MNI: Waller: Job Boom Could Mean Terminal Fed Rate Over 5.4%
Governor Waller says he's worried about the resurgence of price pressures.
A persistently hot labor market could force the Federal Reserve to raise interest rates more than officials and investors currently expect, Governor Christopher Waller said Thursday.
“If job creation drops back down to a level consistent with the downward trajectory seen late last year and CPI inflation pulls back significantly from the January numbers and resumes its downward path, then I would endorse raising the target range for the federal funds rate a couple more times, to a projected terminal rate between 5.1 and 5.4%,” Waller said.

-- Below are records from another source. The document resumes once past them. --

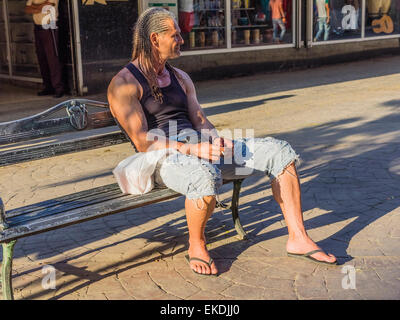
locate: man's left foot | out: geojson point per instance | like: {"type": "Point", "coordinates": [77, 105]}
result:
{"type": "Point", "coordinates": [305, 247]}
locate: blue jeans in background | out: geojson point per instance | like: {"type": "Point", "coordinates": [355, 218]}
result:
{"type": "Point", "coordinates": [323, 26]}
{"type": "Point", "coordinates": [275, 24]}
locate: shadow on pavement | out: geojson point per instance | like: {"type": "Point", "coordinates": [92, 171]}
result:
{"type": "Point", "coordinates": [353, 185]}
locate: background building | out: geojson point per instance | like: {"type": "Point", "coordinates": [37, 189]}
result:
{"type": "Point", "coordinates": [222, 37]}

“If those data reports continue to come in too hot, the policy target range will have to be raised this year even more to ensure that we do not lose the momentum that was in place before the data for January were released.” (See MNI INTERVIEW: Fed Could Hike Rates More Than Expected-Hoenig)
Waller said he was taken aback by a string of economic data including the creation of more than half a million jobs in January and inflation readings pointing to stubborn price pressures.
JOB MARKET 'UNSUSTAINABLY HOT'
“Recent data suggest that consumer spending isn’t slowing that much, that the labor market continues to run unsustainably hot, and that inflation is not coming down as fast as I had thought,” Waller said in prepared remarks to the Mid-Size Bank Coalition of America.
A booming job market where openings far outpace the number of unemployed workers is making the Fed’s job more difficult, he said.
“An excessively tight labor market complicates the path toward achieving price stability, because wages are growing faster than they have in decades, at a pace that may contribute to keeping inflation elevated,” he said. “We see this excess pressure in the fast growth of services prices, where labor costs are a higher share of overall input costs and shortages of workers are reportedly most acute.”